Nearly 70 years after they were uprooted to make way for United States nuclear weapons testing, Bikini Islanders are now reeling from rising seas and have asked Washington to aid a new resettlement.
For decades, Bikini islanders have struggled to survive on Kili, an inhospitable and isolated island with no lagoon for fishing or calm anchorage for boats. Repeated ocean water flooding over the past four years and a runway that turns to mud when it rains pushed the Bikini Council on Thursday to request US government assistance to relocate a population that has lived in exile since the start of nuclear testing at Bikini in 1946.
The United States tested 24 nuclear weapons at Bikini, including its largest hydrogen bomb, Bravo, at 15 megatons in 1954. Early in the testing, radioactive contamination of all the target ships created the first case of immediate, concentrated radioactive fallout from a nuclear explosion.
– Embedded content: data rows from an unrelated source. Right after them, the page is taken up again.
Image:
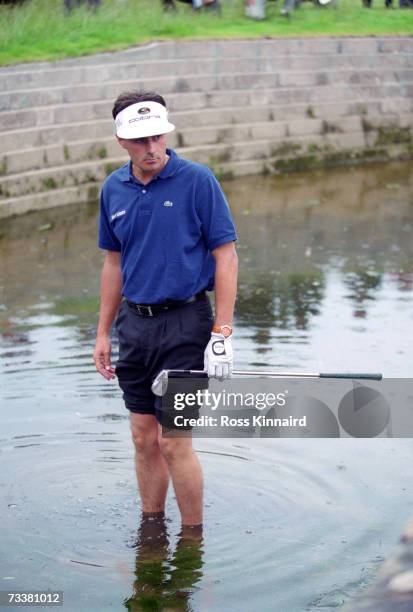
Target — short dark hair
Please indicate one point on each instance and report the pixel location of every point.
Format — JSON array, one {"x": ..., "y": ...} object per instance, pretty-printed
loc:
[{"x": 127, "y": 98}]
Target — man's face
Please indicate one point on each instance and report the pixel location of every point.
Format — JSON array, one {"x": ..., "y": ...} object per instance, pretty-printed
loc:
[{"x": 148, "y": 155}]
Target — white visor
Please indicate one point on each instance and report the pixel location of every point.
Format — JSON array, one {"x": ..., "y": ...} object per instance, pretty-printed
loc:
[{"x": 143, "y": 119}]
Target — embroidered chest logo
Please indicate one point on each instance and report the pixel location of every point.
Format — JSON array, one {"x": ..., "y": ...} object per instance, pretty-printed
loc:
[{"x": 120, "y": 213}]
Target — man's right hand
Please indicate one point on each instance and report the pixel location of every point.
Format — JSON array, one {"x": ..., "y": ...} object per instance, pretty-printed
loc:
[{"x": 101, "y": 357}]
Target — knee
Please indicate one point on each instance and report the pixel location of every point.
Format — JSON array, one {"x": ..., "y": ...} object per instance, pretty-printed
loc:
[{"x": 174, "y": 449}]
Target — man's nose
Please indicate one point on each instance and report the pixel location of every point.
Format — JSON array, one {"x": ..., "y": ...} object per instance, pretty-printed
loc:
[{"x": 150, "y": 143}]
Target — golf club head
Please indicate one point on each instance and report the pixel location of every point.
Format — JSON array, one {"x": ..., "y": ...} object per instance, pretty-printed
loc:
[{"x": 160, "y": 384}]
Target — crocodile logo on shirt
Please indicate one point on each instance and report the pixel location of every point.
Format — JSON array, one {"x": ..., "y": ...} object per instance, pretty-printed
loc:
[{"x": 120, "y": 213}]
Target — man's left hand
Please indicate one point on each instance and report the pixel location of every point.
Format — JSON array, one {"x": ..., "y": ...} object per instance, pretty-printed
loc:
[{"x": 218, "y": 357}]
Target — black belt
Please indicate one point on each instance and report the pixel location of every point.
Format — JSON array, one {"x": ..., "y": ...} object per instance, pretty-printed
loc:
[{"x": 150, "y": 310}]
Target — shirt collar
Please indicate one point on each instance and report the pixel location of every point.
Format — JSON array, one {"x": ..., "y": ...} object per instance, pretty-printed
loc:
[{"x": 125, "y": 172}]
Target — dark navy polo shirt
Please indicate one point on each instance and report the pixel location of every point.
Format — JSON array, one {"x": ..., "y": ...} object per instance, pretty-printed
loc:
[{"x": 165, "y": 230}]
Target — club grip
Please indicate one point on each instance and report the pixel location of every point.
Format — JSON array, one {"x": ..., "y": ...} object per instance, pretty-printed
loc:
[{"x": 187, "y": 374}]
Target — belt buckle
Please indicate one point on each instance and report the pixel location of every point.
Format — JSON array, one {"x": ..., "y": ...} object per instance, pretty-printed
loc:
[{"x": 140, "y": 308}]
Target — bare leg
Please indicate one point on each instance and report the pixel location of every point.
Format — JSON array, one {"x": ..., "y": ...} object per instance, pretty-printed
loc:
[
  {"x": 151, "y": 468},
  {"x": 186, "y": 474}
]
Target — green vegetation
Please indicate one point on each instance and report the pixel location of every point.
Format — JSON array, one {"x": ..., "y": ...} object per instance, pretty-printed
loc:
[{"x": 40, "y": 29}]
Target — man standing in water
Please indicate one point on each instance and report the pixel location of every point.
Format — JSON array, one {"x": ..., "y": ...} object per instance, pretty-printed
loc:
[{"x": 169, "y": 237}]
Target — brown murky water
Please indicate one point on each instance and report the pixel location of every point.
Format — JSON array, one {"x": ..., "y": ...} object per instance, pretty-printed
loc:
[{"x": 326, "y": 283}]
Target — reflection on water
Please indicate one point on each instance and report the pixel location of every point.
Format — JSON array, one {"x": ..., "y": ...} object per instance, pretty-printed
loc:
[
  {"x": 326, "y": 282},
  {"x": 165, "y": 579}
]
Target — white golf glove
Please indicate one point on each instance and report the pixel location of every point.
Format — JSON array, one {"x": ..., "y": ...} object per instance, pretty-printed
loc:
[{"x": 218, "y": 356}]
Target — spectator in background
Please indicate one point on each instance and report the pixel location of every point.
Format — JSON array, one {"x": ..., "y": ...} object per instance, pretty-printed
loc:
[{"x": 368, "y": 3}]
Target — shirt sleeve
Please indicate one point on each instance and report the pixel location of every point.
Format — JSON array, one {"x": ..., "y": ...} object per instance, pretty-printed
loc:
[
  {"x": 217, "y": 225},
  {"x": 107, "y": 239}
]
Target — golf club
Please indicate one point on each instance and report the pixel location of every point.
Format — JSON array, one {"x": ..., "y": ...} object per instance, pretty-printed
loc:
[{"x": 160, "y": 384}]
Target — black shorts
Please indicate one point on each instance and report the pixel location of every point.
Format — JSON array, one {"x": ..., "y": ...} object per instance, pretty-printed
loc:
[{"x": 172, "y": 340}]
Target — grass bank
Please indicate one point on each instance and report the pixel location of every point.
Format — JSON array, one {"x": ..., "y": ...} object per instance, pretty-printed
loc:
[{"x": 40, "y": 29}]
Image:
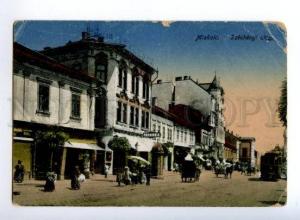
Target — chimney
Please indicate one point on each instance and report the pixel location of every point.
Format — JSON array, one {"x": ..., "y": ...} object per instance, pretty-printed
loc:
[
  {"x": 85, "y": 35},
  {"x": 100, "y": 39}
]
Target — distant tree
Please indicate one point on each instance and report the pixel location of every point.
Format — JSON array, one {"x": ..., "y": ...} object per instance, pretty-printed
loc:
[
  {"x": 282, "y": 106},
  {"x": 119, "y": 144},
  {"x": 53, "y": 139},
  {"x": 121, "y": 148}
]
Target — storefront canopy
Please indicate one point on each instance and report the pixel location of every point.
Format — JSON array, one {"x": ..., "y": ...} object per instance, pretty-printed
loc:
[{"x": 83, "y": 146}]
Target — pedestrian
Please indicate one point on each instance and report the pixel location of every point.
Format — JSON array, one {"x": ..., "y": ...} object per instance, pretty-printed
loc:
[
  {"x": 19, "y": 172},
  {"x": 148, "y": 175},
  {"x": 75, "y": 184},
  {"x": 106, "y": 168},
  {"x": 50, "y": 182}
]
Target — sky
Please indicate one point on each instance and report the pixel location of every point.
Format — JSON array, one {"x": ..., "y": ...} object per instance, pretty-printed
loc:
[{"x": 248, "y": 57}]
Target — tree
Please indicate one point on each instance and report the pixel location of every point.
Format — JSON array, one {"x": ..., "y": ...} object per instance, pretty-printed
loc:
[
  {"x": 282, "y": 105},
  {"x": 52, "y": 139}
]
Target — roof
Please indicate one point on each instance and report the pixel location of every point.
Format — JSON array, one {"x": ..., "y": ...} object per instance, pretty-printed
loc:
[
  {"x": 24, "y": 54},
  {"x": 87, "y": 43}
]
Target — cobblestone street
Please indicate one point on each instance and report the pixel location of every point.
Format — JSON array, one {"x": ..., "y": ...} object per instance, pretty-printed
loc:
[{"x": 241, "y": 190}]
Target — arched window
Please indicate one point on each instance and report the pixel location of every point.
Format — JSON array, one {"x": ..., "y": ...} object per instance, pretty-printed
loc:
[
  {"x": 101, "y": 67},
  {"x": 122, "y": 81}
]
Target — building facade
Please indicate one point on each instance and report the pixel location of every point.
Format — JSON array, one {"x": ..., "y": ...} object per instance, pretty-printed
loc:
[
  {"x": 48, "y": 95},
  {"x": 124, "y": 81},
  {"x": 207, "y": 98},
  {"x": 231, "y": 146}
]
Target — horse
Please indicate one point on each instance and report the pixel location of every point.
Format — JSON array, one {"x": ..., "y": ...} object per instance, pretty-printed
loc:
[{"x": 228, "y": 171}]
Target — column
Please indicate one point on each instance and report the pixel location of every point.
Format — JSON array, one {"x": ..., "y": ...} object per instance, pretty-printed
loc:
[{"x": 61, "y": 176}]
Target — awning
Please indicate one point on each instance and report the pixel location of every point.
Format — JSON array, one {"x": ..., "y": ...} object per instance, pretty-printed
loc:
[
  {"x": 23, "y": 139},
  {"x": 83, "y": 146}
]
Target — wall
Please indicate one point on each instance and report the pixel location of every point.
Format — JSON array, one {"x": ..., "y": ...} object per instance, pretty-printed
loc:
[
  {"x": 22, "y": 151},
  {"x": 25, "y": 100}
]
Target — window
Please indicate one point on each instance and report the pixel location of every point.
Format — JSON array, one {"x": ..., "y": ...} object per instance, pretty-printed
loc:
[
  {"x": 131, "y": 115},
  {"x": 147, "y": 119},
  {"x": 137, "y": 117},
  {"x": 124, "y": 113},
  {"x": 43, "y": 100},
  {"x": 101, "y": 67},
  {"x": 120, "y": 78},
  {"x": 181, "y": 135},
  {"x": 133, "y": 79},
  {"x": 170, "y": 134},
  {"x": 119, "y": 109},
  {"x": 143, "y": 119},
  {"x": 101, "y": 72},
  {"x": 137, "y": 82},
  {"x": 122, "y": 81},
  {"x": 145, "y": 89},
  {"x": 154, "y": 127},
  {"x": 100, "y": 111},
  {"x": 75, "y": 112}
]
Bikinians have suffered from health impacts of the testing for decades and a struggle continues to get adequate compensation from the US and full disclosure about its testing programme. The Bikini people now also hope for American help to overcome the upheaval they increasingly face from the change in sea levels.
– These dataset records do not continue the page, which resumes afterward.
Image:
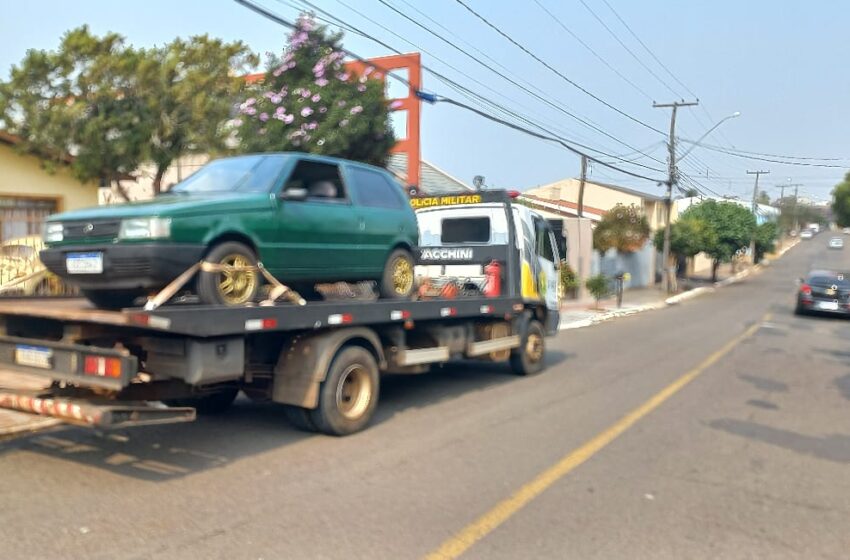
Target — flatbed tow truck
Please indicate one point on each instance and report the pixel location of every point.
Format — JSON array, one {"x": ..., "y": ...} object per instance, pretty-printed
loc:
[{"x": 322, "y": 361}]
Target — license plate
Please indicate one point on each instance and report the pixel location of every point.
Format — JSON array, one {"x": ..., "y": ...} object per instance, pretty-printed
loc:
[
  {"x": 34, "y": 356},
  {"x": 84, "y": 263}
]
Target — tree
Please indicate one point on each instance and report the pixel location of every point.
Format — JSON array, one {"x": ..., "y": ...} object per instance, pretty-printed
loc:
[
  {"x": 189, "y": 89},
  {"x": 309, "y": 101},
  {"x": 841, "y": 202},
  {"x": 80, "y": 104},
  {"x": 732, "y": 227},
  {"x": 623, "y": 228}
]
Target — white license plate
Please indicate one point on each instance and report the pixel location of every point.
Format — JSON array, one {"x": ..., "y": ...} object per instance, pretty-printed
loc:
[
  {"x": 84, "y": 263},
  {"x": 34, "y": 356}
]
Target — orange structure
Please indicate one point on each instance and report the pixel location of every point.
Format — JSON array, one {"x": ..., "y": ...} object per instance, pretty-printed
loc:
[{"x": 409, "y": 145}]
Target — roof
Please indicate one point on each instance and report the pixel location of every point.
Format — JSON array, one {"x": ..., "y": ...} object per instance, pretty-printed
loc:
[{"x": 432, "y": 179}]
Bikini people faced with no choice but to leave
The Bikini Council has approved two resolutions, requesting US Interior Department assistance to gain Congressional amendments to allow the Resettlement Trust Fund for the People of Bikini, established in 1982 by US public law, to be used for relocation outside of the Marshall Islands.
"In the future, we may have no option but to relocate," said Bikini Mayor Nishma Jamore, explaining why the Council adopted the resolutions following public hearings in Majuro and Ejit, and a council meeting on Kili.
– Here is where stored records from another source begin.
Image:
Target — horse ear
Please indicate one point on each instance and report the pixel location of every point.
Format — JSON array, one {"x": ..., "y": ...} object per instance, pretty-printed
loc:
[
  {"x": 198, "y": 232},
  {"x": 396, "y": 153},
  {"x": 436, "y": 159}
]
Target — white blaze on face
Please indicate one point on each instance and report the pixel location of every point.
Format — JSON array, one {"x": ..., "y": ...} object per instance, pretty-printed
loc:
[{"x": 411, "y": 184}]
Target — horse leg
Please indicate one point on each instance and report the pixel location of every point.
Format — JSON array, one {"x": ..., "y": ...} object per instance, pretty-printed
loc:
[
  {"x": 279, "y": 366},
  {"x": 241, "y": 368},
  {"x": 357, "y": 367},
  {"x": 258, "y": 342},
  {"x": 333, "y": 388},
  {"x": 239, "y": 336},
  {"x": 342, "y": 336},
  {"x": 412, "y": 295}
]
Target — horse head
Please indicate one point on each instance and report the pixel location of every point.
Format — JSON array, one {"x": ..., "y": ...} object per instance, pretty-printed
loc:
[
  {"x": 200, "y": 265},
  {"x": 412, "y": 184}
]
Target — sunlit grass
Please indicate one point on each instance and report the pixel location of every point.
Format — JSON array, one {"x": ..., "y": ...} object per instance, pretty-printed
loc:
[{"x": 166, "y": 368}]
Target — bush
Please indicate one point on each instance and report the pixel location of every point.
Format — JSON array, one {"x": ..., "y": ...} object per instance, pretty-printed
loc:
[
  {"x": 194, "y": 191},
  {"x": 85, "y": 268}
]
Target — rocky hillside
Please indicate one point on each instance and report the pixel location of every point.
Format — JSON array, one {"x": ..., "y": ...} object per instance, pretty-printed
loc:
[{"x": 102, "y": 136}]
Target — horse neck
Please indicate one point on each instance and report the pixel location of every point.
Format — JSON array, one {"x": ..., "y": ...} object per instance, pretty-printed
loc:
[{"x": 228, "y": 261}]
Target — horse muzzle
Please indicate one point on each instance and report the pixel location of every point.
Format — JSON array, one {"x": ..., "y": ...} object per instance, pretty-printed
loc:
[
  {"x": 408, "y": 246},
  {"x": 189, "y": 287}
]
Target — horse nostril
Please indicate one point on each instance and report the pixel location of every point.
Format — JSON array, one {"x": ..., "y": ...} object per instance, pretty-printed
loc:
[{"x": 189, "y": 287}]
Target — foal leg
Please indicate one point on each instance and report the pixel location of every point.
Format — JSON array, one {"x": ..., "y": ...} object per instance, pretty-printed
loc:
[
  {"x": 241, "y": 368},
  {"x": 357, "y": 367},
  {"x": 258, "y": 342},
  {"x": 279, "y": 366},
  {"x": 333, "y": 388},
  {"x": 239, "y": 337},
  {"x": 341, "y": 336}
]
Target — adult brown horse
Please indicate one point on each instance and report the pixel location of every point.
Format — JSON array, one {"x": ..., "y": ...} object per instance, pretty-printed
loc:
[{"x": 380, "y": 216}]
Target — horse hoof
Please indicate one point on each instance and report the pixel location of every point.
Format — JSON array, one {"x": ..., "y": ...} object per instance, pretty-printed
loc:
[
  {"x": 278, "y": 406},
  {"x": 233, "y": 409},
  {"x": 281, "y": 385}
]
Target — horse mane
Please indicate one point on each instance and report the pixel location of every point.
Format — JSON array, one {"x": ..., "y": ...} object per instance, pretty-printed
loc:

"We are preparing for the future. Climate change is real. We are feeling and experiencing it. In the future we will have no choice [but to relocate]."
Resolution 46 noted that since their resettlement to Kili in 1948, the change from an atoll environment to a single island with no lagoon "continues to take a severe psychological toll on the people."
But added to this long-term problem for life on Kili is the impact of sea level rise. The resolution said that Kili and Ejit Islands have been covered by high waves at least five times in the last four years, resulting in contamination of all wells on both islands.
The mayor said that "because of ongoing deterioration of conditions on Kili and Ejit Islands, many of the people of Bikini living on these islands want to move out of the Marshall Islands, primarily to the United States."
US to be held to its promise
As it stands, the resettlement fund specifically restricts resettlement spending to the Marshall Islands. However Mr Jamore said US officials were supportive of seeking amendments to the existing US law governing trust fund use when Bikini representatives visited Washington DC earlier this year.
"The Americans said 'we will always take care of you as the children of America' and we believe that if promises are made, they will be kept," said Councilwoman Lani Kramer. "After 70 years there has to be some action to get the people off this small island."
Resolution 54 says that it has become clear that "conditions on Kili Island are similar to those facing the people of Bikini on Rogerik in 1946, of being placed on an island that cannot sustain the population."
The US Navy evacuated Bikini islanders from Rongerik in 1948, two years after their initial resettlement for the first nuclear tests, because the islanders were starving. They were then moved to Kili Island where about 800 people currently live.
"Kili Island can no longer sustain a population of more than a few hundred people," the resolution said.
The Bikinians say they are asking for US government help because they consider that the Resettlement Trust Fund was never designed to finance a relocation of the entire population from Kili Island - a move Mayor Jamore says is essential. The Bikinians said the US government remained morally responsible for the welfare of the Bikinians "due to its failure to ever conduct a radiological clean-up of Bikini Atoll in order to repair the damage it caused from the nuclear testing."
"I believe that if you borrow something from someone you should return it in the same or better condition," said Kramer. "They [the Americans] really need to clean up Bikini. I believe even if we don't go back they should clean it up no matter what."